Sie stand auf, um ihm zu folgen, und als er einen der mit einem geschnitzten Löwen verzierten Türflügel öffnete, legte sie ihm die Hand auf den Arm und lächelte. »Nochmals danke, dass Ihr mir das Leben gerettet habt, Hauptmann«, sagte sie, und diesmal lag genug Wärme in ihrer Stimme.
Der Bursche grinste sie doch tatsächlich unverschämt an! Die Gardistinnen starrten reglos geradeaus, sowohl jene, die sie draußen im Korridor sehen konnte, bevor sich die Tür hinter ihm schloss, als auch die, die drinnen stationiert waren, und als sich Elayne umdrehte, starrte Aviendha sie mit fast dem gleichen ausdruckslosen Blick an, den sie für Mellar übrig gehabt hatte. Es lag ein gewisses Gefühl darin: reines Erstaunen. Elayne seufzte.
Sie ging über den Teppich, beugte sich herunter und legte den Arm um ihre Schwester, dann sprach sie so leise, dass nur sie es hören konnte. Sie vertraute den Frauen ihrer Leibwache Dinge an, die sie sonst nur wenigen mitteilte, aber es gab einige Angelegenheiten, die sie ihnen nicht zu sagen wagte. »Ich sah eine vorbeigehende Dienerin, Aviendha. Dienerinnen klatschen noch mehr als Männer. Je mehr glauben, dass es Doilin Meilars Kind ist, desto ungefährdeter wird es sein. Falls nötig lasse ich mir von dem Mann sogar in den Hintern kneifen.«
»Ich verstehe«, sagte Aviendha langsam und betrachtete ihren Teller so aufmerksam, als würde sie etwas anderes als die Eier und Pflaumen sehen, die sie nun mit dem Löffel hin und her schob.

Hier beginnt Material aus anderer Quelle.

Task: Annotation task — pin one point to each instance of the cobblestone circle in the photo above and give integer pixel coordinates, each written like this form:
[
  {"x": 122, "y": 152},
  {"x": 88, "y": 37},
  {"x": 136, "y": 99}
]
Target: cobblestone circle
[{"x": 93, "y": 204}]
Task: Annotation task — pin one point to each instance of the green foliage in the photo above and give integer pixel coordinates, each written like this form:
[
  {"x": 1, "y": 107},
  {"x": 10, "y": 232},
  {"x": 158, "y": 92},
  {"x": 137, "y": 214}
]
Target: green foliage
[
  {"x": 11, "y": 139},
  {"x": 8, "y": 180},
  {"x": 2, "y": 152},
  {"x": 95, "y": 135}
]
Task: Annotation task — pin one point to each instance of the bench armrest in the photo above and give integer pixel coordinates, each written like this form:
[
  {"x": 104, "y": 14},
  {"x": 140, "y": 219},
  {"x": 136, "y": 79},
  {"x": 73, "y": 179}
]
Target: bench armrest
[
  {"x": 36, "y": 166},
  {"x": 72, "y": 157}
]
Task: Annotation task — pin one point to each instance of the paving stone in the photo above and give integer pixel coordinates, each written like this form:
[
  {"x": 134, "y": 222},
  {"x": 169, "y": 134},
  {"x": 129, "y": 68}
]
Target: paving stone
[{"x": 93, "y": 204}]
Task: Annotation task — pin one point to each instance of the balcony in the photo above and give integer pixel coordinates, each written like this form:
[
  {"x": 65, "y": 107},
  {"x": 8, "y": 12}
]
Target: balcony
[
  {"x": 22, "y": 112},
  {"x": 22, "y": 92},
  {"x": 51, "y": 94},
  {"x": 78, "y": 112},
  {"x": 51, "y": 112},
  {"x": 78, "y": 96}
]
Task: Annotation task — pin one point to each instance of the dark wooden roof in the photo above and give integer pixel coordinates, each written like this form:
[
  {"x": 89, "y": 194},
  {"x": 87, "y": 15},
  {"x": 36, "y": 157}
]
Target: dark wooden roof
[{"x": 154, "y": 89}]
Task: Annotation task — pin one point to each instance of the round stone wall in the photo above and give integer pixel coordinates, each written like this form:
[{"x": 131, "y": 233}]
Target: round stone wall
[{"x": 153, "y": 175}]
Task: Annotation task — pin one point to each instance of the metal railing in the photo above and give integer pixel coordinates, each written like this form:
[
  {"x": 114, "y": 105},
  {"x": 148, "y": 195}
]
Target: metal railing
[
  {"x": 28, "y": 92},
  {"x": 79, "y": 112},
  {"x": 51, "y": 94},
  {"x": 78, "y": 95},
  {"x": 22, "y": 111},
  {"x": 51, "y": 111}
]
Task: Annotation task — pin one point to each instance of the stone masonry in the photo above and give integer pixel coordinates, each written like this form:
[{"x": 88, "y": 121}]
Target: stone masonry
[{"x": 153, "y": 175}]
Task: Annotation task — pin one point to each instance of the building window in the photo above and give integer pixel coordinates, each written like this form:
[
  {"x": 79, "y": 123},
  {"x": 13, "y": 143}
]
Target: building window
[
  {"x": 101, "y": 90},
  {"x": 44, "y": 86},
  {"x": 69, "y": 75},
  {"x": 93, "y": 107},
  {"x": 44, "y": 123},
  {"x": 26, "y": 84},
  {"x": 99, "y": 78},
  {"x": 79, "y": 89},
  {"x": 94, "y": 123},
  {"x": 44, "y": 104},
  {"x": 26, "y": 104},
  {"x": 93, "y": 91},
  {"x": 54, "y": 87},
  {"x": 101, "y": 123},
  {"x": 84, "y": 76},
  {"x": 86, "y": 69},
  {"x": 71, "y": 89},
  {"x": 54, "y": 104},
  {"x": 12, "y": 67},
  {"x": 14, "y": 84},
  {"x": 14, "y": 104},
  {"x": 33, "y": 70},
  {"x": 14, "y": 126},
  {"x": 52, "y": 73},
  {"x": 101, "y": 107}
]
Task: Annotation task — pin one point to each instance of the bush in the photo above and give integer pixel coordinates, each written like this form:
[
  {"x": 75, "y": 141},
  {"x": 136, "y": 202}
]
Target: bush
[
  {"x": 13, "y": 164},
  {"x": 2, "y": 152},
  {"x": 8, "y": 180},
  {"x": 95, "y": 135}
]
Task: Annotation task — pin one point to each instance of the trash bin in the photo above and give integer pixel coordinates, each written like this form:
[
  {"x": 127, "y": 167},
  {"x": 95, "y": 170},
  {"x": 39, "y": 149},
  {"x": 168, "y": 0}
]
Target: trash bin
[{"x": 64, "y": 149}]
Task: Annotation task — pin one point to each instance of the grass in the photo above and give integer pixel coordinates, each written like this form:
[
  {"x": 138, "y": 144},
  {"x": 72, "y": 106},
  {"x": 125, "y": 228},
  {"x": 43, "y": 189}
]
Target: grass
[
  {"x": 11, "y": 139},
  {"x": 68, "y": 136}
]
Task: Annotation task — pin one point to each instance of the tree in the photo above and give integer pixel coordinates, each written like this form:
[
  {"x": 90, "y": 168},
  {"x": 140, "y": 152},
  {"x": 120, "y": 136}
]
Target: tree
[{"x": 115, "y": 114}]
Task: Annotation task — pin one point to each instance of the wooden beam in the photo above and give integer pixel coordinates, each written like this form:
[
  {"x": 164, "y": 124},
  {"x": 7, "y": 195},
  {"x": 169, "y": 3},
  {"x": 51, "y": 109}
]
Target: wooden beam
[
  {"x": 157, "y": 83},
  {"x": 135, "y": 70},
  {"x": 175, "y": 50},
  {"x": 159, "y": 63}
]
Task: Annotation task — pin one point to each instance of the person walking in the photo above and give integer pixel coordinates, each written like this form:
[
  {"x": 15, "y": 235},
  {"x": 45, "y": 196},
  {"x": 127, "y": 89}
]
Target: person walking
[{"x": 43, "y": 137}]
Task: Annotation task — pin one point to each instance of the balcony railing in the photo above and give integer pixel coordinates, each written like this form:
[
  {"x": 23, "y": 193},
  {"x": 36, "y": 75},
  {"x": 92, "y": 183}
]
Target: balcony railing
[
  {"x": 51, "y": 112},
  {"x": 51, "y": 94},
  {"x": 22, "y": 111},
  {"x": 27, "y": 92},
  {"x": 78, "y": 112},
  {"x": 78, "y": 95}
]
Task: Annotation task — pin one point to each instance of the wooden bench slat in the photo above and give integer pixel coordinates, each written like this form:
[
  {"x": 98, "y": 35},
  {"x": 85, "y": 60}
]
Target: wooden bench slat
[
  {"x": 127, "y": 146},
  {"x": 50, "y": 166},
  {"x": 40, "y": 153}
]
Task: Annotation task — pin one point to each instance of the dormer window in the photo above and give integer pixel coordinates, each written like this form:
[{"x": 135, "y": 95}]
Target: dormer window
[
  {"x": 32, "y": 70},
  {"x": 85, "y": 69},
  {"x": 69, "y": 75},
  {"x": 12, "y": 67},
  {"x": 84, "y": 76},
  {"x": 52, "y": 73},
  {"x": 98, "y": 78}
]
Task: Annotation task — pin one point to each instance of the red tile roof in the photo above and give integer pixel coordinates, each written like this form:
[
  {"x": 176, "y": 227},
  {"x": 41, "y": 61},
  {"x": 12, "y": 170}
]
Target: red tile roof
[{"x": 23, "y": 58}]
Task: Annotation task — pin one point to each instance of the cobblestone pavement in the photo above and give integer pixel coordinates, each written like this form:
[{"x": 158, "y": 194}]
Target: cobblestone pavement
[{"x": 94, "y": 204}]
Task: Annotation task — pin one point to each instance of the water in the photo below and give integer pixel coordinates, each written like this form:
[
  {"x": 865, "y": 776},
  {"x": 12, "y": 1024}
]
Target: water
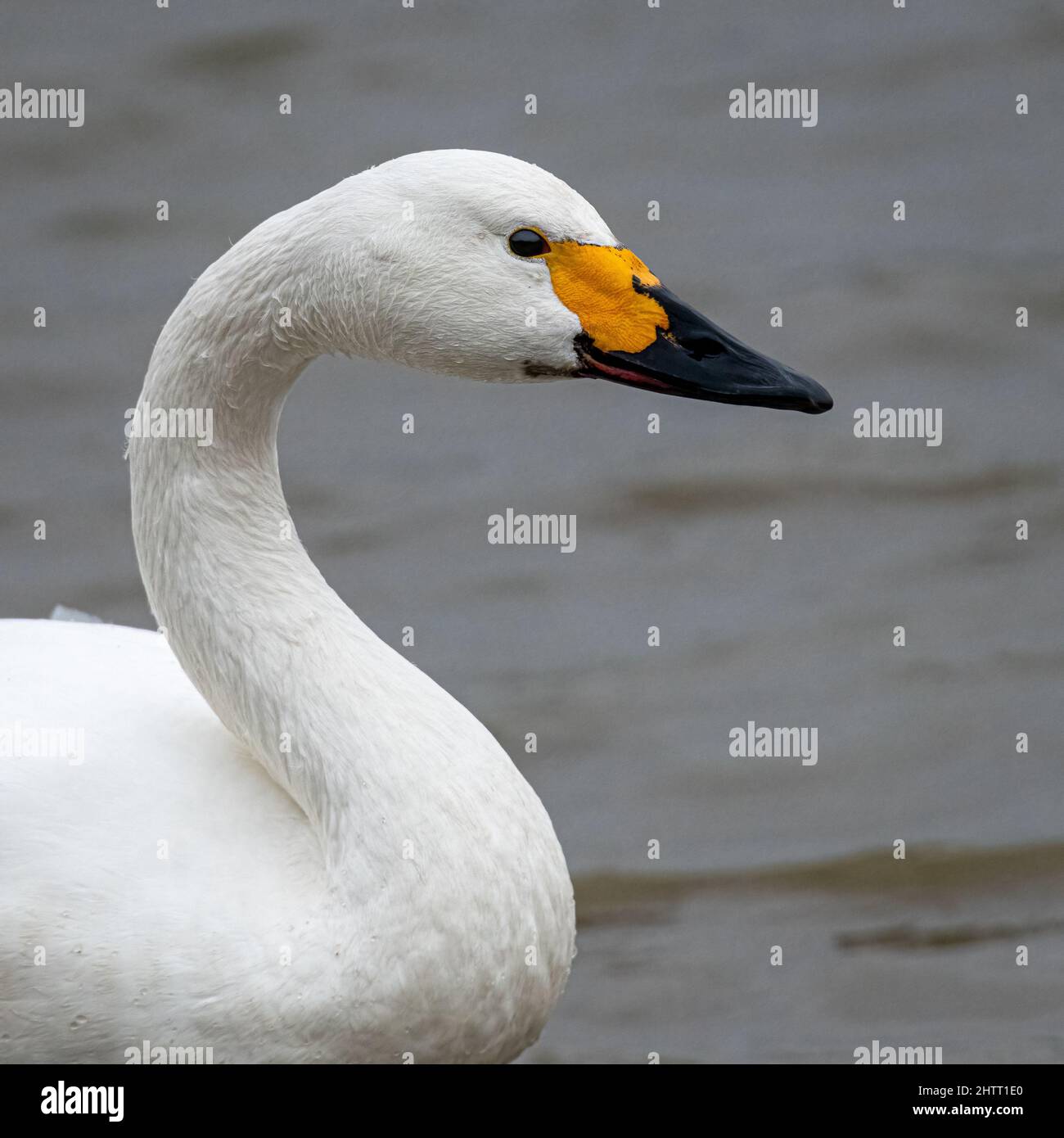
[{"x": 915, "y": 743}]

Meister Norry präsentierte seine gewöhnliche Mischung aus alltäglichem Palastbetrieb und Stadtleben, Einzelheiten aus seiner Korrespondenz mit ausländischen Hauptstädten und den Informationen von Kaufleuten und Bankiers und anderen Leuten, die außerhalb der Grenzen zu tun hatten, aber seine erste Neuigkeit war bei weitem die für Elayne wichtigste, wenn nicht sogar die interessanteste.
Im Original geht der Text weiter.